Add --stats_mode all to also compute the MMADE, MMFDE (increased computation time).
Add -cpu to run the evaluation in CPU (recommended for low-memory GPUs).
(only for BeLFusion) Use --dstride S to compute the evaluation metrics every S denoising steps (increased computation time). If S=10, the metrics will be computed for step 1 (BeLFusion_D), and 10 (BeLFusion).

Visualization

BeLFusion's architecture

Run the following scripts to visualize the results of BeLFusion and the other state-of-the-art methods (<DATASET> in {h36m, amass}).

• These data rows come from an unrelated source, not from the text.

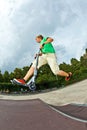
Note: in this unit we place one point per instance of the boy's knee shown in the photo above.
(55, 72)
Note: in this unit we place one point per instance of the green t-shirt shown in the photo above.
(48, 48)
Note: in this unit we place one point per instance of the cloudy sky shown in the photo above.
(22, 20)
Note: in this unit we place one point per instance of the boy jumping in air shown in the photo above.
(47, 56)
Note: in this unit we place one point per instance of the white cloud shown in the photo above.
(21, 21)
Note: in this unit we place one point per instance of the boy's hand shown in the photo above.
(40, 54)
(41, 46)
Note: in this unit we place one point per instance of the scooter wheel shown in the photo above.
(32, 86)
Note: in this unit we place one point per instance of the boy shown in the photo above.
(47, 56)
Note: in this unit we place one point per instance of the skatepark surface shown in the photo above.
(63, 109)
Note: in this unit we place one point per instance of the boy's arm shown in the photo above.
(49, 39)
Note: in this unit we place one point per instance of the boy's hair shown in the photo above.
(40, 36)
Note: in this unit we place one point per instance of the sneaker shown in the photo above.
(68, 78)
(20, 81)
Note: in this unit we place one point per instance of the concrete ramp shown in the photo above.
(36, 115)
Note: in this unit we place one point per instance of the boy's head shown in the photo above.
(39, 38)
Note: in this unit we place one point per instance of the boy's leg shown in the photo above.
(29, 73)
(42, 61)
(52, 61)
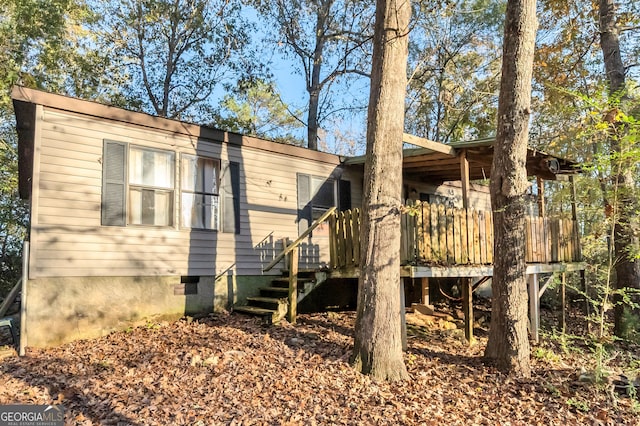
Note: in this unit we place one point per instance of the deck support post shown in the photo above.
(541, 203)
(464, 178)
(563, 318)
(467, 307)
(534, 306)
(424, 287)
(403, 316)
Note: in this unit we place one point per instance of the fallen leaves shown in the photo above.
(229, 369)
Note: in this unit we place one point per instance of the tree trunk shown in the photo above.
(378, 341)
(627, 269)
(508, 345)
(314, 86)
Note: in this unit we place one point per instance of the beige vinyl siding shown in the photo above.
(67, 239)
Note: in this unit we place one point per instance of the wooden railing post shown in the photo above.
(293, 285)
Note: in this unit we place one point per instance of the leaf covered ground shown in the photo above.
(229, 369)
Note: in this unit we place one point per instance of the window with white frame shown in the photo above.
(151, 187)
(200, 204)
(139, 188)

# BeLFusion with Human3.6M (press '0' to visualize BeLFusion_D)
python eval_belfusion.py -c checkpoints/ours/h36m/BeLFusion/final_model/ -i 217 --ema --mode vis --batch_size 64 --dstride 10

# BeLFusion with AMASS (press '0' to visualize BeLFusion_D)
python eval_belfusion.py -c checkpoints/ours/amass/BeLFusion/final_model/ -i 1262 --ema --mode vis --batch_size 64 --dstride 10

# Baselines --> {ThePoseKnows, DLow, GSPS, DiverseSampling}
python eval_baseline.py -c checkpoints/baselines/<DATASET>/<BASELINE_NAME>/exp -m vis --batch_size 64

Press n to navigate between the samples.
Set --samples N to generate N samples. Set the columns in the visualization grid with --ncols N.
During visualization, press h to show only the future motion (without observation).
(only for BeLFusion) When --dstride S for S != -1, you can visualize the output of BeLFusion every S denoising steps (press keys 0, 1, 2, ..., to navigate from 1, 1+S, 1+2S, ...).

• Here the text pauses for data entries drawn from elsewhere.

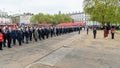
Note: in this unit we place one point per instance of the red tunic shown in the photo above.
(105, 33)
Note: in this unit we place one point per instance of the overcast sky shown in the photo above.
(43, 6)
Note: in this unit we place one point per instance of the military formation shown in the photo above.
(24, 35)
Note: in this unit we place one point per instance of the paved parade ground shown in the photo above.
(67, 51)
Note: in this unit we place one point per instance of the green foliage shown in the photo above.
(53, 19)
(103, 11)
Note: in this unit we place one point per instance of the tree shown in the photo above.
(104, 11)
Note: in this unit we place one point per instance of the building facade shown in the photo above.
(22, 18)
(82, 17)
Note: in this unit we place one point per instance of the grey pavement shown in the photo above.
(85, 52)
(21, 56)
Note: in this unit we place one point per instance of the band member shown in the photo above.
(1, 39)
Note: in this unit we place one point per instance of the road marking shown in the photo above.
(54, 57)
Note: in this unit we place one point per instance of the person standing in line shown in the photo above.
(112, 32)
(79, 29)
(35, 34)
(94, 32)
(19, 36)
(105, 32)
(87, 30)
(9, 38)
(1, 39)
(14, 36)
(26, 35)
(4, 34)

Note: Replace --mode vis with --mode gen to generate the gif animations instead of visualizing them. In this mode, set the argument --store_idx I to store the gifs for denoising step I. For example, set I to 1 for BeLFusion_D's outputs.

Training

For training BeLFusion from scratch, you need to first train the Behavioral Latent Space (BLS) and the observation autoencoder (<DATASET> in {h36m, amass}). Both models can be trained in parallel:

# Observation autoencoder --> 500 epochs
python train_auto.py -c checkpoints/ours/<DATASET>/BeLFusion/final_model/autoencoder_obs/config.json

# BLS --> 2x500 epochs
python train_bls.py -c checkpoints/ours/<DATASET>/BeLFusion/final_model/behavioral_latent_space/config.json

Once they finish, you can train the Latent Diffusion Model (LDM):

# BeLFusion --> 217/1262 epochs for H36M/AMASS
python train_belfusion.py -c checkpoints/ours/<DATASET>/BeLFusion/final_model/config.json

Citation

If you find our work useful in your research, please consider citing our paper:

@inproceedings{barquero2023belfusion,
  title={BeLFusion: Latent Diffusion for Behavior-Driven Human Motion Prediction},
  author={Barquero, German and Escalera, Sergio and Palmero, Cristina},
  booktitle={Proceedings of the IEEE/CVF International Conference on Computer Vision},
  year={2023}
}

License

The software in this repository is freely available for free non-commercial use (see license for further details).

Note 1: project structure borrowed from @victoresque's template.

Note 2: code under ./models/sota is based on the original implementations of the corresponding papers (Dlow, DiverseSampling, and GSPS).